But that coroner's report also states, on the day Hill's body was found, her boyfriend told police, "My girlfriend was killed last night."

CBC News investigated the 32 deaths, Hill's included, and the two disappearances of Indigenous women across Canada, in which authorities ruled there was no foul play.

Despite official rulings of suicide or accidental death, CBC News found evidence in some cases of unexplained injuries, suspicious circumstances, failure to interview key witnesses and persons of interest who have never been convicted.

'We need to start educating people on historical trauma'

Barberstock says that in many cases, it seems like cases of missing or murdered Aboriginal women are dismissed more readily, because they can involve marginalized people who are "not looked upon very highly in society."

Couple that with a distrust of authority that some Aboriginal people have left over from the country's residential school scandal and it makes for strained relations between indigenous groups and police, she says.
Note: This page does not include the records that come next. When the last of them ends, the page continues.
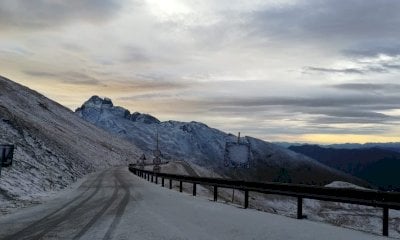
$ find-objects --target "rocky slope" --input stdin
[0,77,141,214]
[76,96,363,184]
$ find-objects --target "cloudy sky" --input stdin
[0,0,400,143]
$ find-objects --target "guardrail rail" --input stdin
[129,164,400,236]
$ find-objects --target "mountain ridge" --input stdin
[75,96,365,185]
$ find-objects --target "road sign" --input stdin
[153,149,161,157]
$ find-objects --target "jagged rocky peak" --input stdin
[83,95,114,107]
[75,95,160,124]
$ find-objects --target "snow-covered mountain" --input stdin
[0,76,141,214]
[76,96,363,185]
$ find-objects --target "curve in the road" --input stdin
[72,176,119,240]
[4,171,105,240]
[103,171,131,240]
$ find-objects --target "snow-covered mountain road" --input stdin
[0,167,387,240]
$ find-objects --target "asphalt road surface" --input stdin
[0,167,387,240]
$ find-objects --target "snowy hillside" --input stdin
[76,96,363,184]
[0,77,140,214]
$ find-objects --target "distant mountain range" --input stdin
[274,142,400,152]
[289,143,400,191]
[76,96,365,185]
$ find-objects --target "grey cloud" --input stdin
[330,83,400,92]
[0,0,120,29]
[305,67,366,74]
[304,63,400,74]
[24,70,100,85]
[250,0,400,42]
[342,39,400,57]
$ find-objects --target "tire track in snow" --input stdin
[103,173,131,240]
[3,171,105,240]
[73,175,119,240]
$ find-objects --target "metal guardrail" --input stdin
[129,165,400,236]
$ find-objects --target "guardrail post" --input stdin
[382,207,389,237]
[297,197,303,219]
[244,190,249,208]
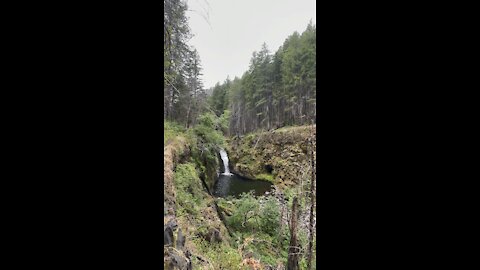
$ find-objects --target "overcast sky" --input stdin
[187,0,316,88]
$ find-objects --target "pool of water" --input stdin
[213,174,273,197]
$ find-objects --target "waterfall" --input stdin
[220,149,232,175]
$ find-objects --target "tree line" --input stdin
[209,22,316,135]
[163,0,207,128]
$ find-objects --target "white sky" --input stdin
[187,0,316,89]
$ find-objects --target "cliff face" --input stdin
[163,136,230,269]
[227,125,316,188]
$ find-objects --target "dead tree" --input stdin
[287,197,300,270]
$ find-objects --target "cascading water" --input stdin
[220,149,232,175]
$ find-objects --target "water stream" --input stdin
[213,149,272,197]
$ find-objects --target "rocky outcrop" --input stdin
[227,125,316,188]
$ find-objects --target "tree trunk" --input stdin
[307,136,315,270]
[287,197,300,270]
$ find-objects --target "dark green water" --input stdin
[213,174,272,197]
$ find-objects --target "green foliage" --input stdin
[192,238,248,270]
[174,163,205,215]
[227,192,260,232]
[255,173,274,183]
[210,22,316,135]
[260,197,280,236]
[163,121,185,145]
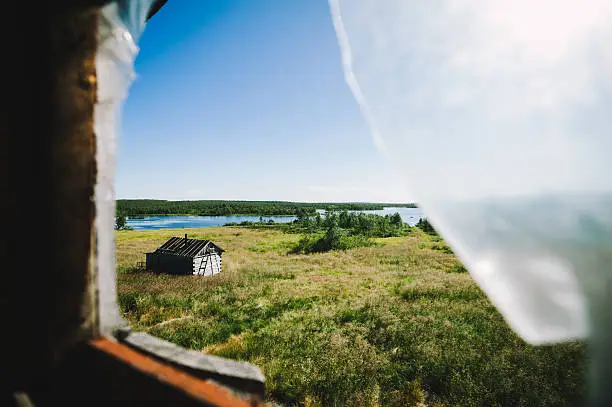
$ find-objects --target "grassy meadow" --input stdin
[117,227,585,406]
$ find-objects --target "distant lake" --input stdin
[127,208,421,230]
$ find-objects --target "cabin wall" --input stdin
[147,253,193,274]
[192,252,222,276]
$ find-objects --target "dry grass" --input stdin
[117,228,584,406]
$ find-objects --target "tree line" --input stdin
[293,211,411,253]
[117,199,416,217]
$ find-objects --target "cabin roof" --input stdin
[156,237,225,257]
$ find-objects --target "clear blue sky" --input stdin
[117,0,410,202]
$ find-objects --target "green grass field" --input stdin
[117,228,585,406]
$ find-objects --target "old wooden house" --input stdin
[146,235,224,276]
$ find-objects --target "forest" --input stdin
[117,199,417,217]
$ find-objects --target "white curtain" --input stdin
[330,0,612,344]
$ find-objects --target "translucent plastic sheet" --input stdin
[95,0,153,333]
[330,0,612,344]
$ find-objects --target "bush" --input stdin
[416,218,438,236]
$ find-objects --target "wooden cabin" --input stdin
[146,235,225,276]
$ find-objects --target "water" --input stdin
[127,208,421,230]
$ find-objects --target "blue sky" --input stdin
[117,0,411,202]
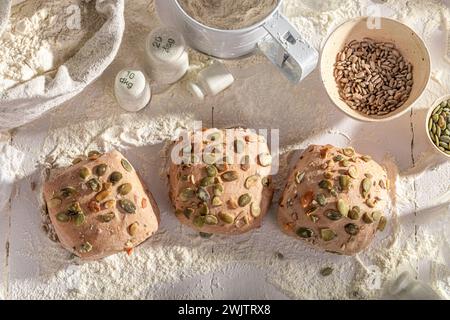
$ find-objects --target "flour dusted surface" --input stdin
[0,0,102,90]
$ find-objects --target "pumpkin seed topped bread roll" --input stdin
[169,129,273,235]
[278,145,389,255]
[44,151,159,260]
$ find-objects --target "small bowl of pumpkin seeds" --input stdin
[425,94,450,158]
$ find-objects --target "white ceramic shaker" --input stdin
[187,61,234,100]
[145,27,189,84]
[114,69,152,112]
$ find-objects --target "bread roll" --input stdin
[169,129,273,234]
[44,151,159,259]
[278,145,388,255]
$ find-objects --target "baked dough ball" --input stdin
[44,151,159,259]
[278,145,388,255]
[169,129,273,234]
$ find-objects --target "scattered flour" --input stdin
[179,0,278,30]
[0,0,102,90]
[0,0,450,299]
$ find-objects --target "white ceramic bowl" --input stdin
[425,94,450,159]
[320,17,431,122]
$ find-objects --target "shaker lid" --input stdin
[146,27,186,62]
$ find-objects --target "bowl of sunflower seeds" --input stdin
[426,94,450,158]
[320,17,431,122]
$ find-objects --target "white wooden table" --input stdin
[0,0,450,299]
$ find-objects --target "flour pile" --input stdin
[0,0,103,90]
[6,0,450,299]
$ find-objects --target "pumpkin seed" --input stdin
[192,216,205,228]
[206,166,219,177]
[205,214,219,225]
[295,171,305,184]
[241,155,250,171]
[319,180,333,190]
[344,223,359,236]
[222,171,239,182]
[213,184,223,196]
[86,178,101,192]
[339,176,350,191]
[372,211,383,221]
[323,171,333,179]
[59,187,78,199]
[88,150,102,160]
[320,267,333,277]
[320,228,337,242]
[238,193,252,207]
[324,210,342,221]
[88,200,102,213]
[120,159,133,172]
[342,147,355,157]
[361,178,372,198]
[119,199,136,213]
[94,163,108,177]
[200,177,215,187]
[341,160,350,168]
[261,177,270,188]
[258,153,272,167]
[366,199,375,208]
[78,241,92,253]
[316,193,327,207]
[197,187,211,202]
[377,216,387,231]
[98,212,116,223]
[439,135,450,143]
[227,198,239,209]
[296,228,314,239]
[117,183,133,196]
[95,190,111,202]
[203,153,217,165]
[219,212,234,224]
[66,202,83,216]
[128,222,139,237]
[305,205,319,216]
[180,188,195,202]
[300,191,314,208]
[337,199,350,217]
[56,212,70,222]
[80,167,91,180]
[234,139,245,154]
[362,212,373,224]
[348,206,361,220]
[47,198,62,209]
[348,166,358,179]
[109,171,123,185]
[250,202,261,218]
[183,208,195,219]
[74,213,86,227]
[244,175,259,189]
[211,197,223,207]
"We need to start educating people on historical trauma," she said.

"I don't think we have a good working relationship between police and Aboriginal organizations." 
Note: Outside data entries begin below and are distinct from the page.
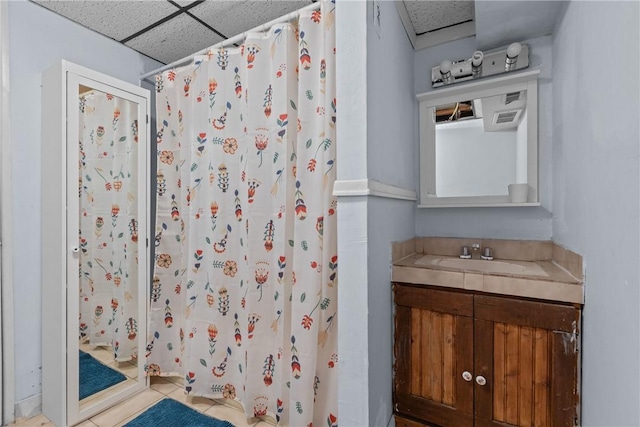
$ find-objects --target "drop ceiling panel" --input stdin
[189,0,312,37]
[125,14,223,64]
[404,0,474,35]
[34,0,179,40]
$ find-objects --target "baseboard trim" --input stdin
[333,179,418,202]
[15,393,42,419]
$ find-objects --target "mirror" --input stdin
[78,85,144,407]
[42,61,150,425]
[418,71,539,207]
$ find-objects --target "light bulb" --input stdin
[507,42,522,58]
[440,59,451,74]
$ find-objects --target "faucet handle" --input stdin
[460,246,471,259]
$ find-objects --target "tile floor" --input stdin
[10,349,274,427]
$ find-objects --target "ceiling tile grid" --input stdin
[189,0,312,37]
[125,14,224,64]
[33,0,180,41]
[404,0,474,35]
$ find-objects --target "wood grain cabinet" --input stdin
[394,283,580,427]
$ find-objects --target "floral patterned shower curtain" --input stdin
[79,91,138,362]
[146,3,338,426]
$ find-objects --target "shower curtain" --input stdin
[78,91,138,362]
[146,3,338,426]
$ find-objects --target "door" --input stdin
[394,284,474,427]
[474,295,580,427]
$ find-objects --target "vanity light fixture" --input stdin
[504,42,522,71]
[431,42,529,88]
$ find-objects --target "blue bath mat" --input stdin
[79,351,127,400]
[123,399,234,427]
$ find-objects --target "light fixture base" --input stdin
[431,44,529,88]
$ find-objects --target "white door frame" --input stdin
[0,1,15,425]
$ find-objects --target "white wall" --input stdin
[414,34,553,240]
[9,1,161,412]
[553,1,640,426]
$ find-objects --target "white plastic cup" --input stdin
[509,184,529,203]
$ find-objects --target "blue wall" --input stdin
[553,1,640,426]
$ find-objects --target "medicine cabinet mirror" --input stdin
[42,61,149,426]
[417,70,539,207]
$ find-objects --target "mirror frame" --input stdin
[42,61,150,426]
[417,70,540,208]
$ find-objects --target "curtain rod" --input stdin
[140,1,322,83]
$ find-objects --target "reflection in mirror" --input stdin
[78,85,139,404]
[435,90,527,197]
[417,70,540,208]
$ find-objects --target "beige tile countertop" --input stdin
[391,237,584,304]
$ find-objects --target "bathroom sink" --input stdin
[416,255,549,277]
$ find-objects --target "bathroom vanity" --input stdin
[392,238,584,427]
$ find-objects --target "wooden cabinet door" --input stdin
[394,284,474,427]
[474,295,579,427]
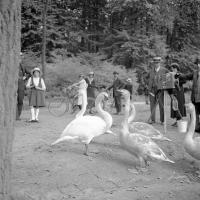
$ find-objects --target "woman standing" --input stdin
[26,67,46,122]
[171,63,186,126]
[85,72,97,114]
[68,74,87,110]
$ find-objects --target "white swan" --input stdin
[128,99,171,141]
[75,89,87,118]
[183,103,200,160]
[119,89,174,170]
[52,92,112,155]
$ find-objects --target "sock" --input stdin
[35,108,40,120]
[31,107,35,120]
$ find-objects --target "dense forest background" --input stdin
[22,0,200,88]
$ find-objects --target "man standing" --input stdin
[149,57,167,125]
[185,58,200,133]
[108,71,124,115]
[16,53,31,120]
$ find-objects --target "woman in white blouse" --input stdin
[26,67,46,122]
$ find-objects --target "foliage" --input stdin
[22,0,200,92]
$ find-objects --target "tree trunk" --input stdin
[0,0,21,200]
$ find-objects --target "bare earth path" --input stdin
[12,105,200,200]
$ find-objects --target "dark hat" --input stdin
[153,56,162,63]
[171,63,180,71]
[194,58,200,65]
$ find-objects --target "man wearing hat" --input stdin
[16,53,31,120]
[85,72,97,114]
[107,71,124,115]
[186,58,200,133]
[168,63,186,126]
[148,57,168,124]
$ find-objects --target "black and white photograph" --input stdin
[0,0,200,200]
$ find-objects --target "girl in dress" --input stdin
[85,72,97,114]
[26,67,46,122]
[68,74,88,110]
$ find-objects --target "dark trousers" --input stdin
[114,95,121,113]
[16,91,24,119]
[149,91,164,122]
[194,103,200,131]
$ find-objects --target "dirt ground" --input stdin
[12,104,200,200]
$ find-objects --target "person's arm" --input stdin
[35,78,46,91]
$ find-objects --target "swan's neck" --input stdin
[128,102,136,123]
[121,98,130,135]
[76,90,87,118]
[186,110,196,137]
[95,99,112,130]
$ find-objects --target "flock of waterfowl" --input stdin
[52,89,200,172]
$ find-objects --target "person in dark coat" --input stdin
[85,72,97,114]
[107,71,124,115]
[26,67,46,122]
[185,58,200,132]
[169,63,186,126]
[148,57,168,124]
[124,78,133,99]
[16,53,31,120]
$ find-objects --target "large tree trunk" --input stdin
[0,0,21,200]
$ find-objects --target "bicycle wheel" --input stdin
[48,97,69,117]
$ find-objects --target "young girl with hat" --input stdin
[26,67,46,122]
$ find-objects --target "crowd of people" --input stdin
[16,54,200,132]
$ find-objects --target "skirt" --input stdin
[29,89,45,107]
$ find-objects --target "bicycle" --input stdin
[48,88,78,117]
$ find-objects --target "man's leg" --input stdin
[194,103,200,131]
[149,94,156,122]
[114,96,121,113]
[157,91,164,123]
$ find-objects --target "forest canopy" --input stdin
[22,0,200,81]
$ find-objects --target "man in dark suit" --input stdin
[108,71,124,115]
[149,57,168,124]
[16,53,31,120]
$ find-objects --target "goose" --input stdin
[128,102,171,141]
[52,92,112,155]
[183,103,200,160]
[119,89,174,170]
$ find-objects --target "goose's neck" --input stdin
[128,102,136,123]
[122,98,130,135]
[186,110,196,137]
[95,99,112,130]
[76,90,87,118]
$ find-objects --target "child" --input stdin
[26,67,46,122]
[68,74,88,110]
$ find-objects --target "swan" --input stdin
[119,89,174,170]
[52,92,112,155]
[183,103,200,160]
[75,89,87,118]
[128,102,171,141]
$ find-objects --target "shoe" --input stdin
[171,122,177,127]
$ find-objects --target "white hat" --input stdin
[32,67,41,74]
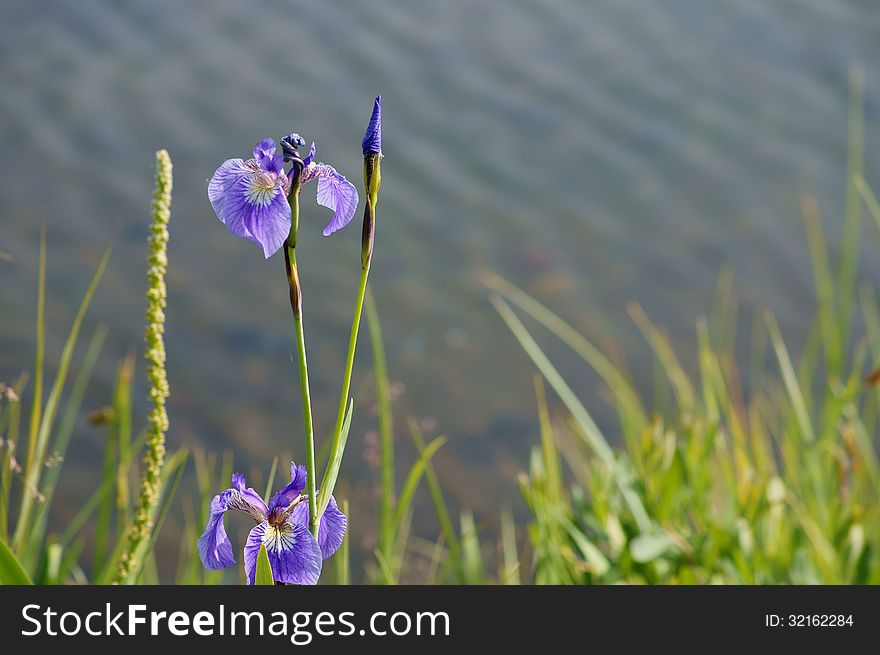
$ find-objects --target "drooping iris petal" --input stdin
[244,518,322,584]
[361,96,382,156]
[198,473,268,571]
[304,164,358,237]
[291,496,348,559]
[269,462,308,512]
[318,496,348,559]
[198,489,235,571]
[230,473,269,521]
[303,141,315,167]
[254,138,284,173]
[208,159,291,258]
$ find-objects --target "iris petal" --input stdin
[254,138,284,173]
[311,164,358,237]
[303,141,315,167]
[208,159,291,258]
[198,473,268,571]
[291,496,348,559]
[244,519,322,585]
[269,462,308,512]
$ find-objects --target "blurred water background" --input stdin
[0,0,880,576]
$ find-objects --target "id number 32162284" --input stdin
[764,614,853,628]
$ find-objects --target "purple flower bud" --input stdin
[361,96,382,157]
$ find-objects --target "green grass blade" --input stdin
[0,539,31,585]
[839,68,865,349]
[12,248,110,554]
[364,288,395,576]
[254,544,275,586]
[318,398,354,516]
[765,313,816,443]
[484,273,648,434]
[408,419,465,584]
[394,437,446,535]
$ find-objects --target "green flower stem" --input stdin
[284,184,318,539]
[321,191,378,505]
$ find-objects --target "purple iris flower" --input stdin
[199,464,348,584]
[208,137,358,259]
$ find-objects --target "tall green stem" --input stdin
[284,190,318,539]
[319,195,376,511]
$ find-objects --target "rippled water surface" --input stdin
[0,0,880,576]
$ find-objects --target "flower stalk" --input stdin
[318,96,383,515]
[113,150,172,584]
[284,169,318,538]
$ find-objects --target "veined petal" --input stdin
[291,496,348,559]
[269,462,308,512]
[303,141,315,167]
[244,519,322,584]
[198,489,235,571]
[254,138,284,173]
[198,473,267,571]
[229,473,269,521]
[208,159,291,258]
[303,163,358,237]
Indigenous and Northern Affairs Minister Carolyn Bennett called Wednesday's announcement of the inquiry's details a "historic" day, and praised victims' family members who were in attendance in Ottawa for sharing their "heart-wrenching" stories to help set the parameters of the inquiry.

"They left no doubt in our minds about the urgent need to examine the underlying and deep, systemic challenges of this violence, including racism, sexism and the sustained impact of colonialism," she said.

Though Barberstock has concerns concerns, seeing progress on the MMIW issue is heartening, she says.

"I think it sends the message that we are finally being heard on something that has been an issue for a very long time."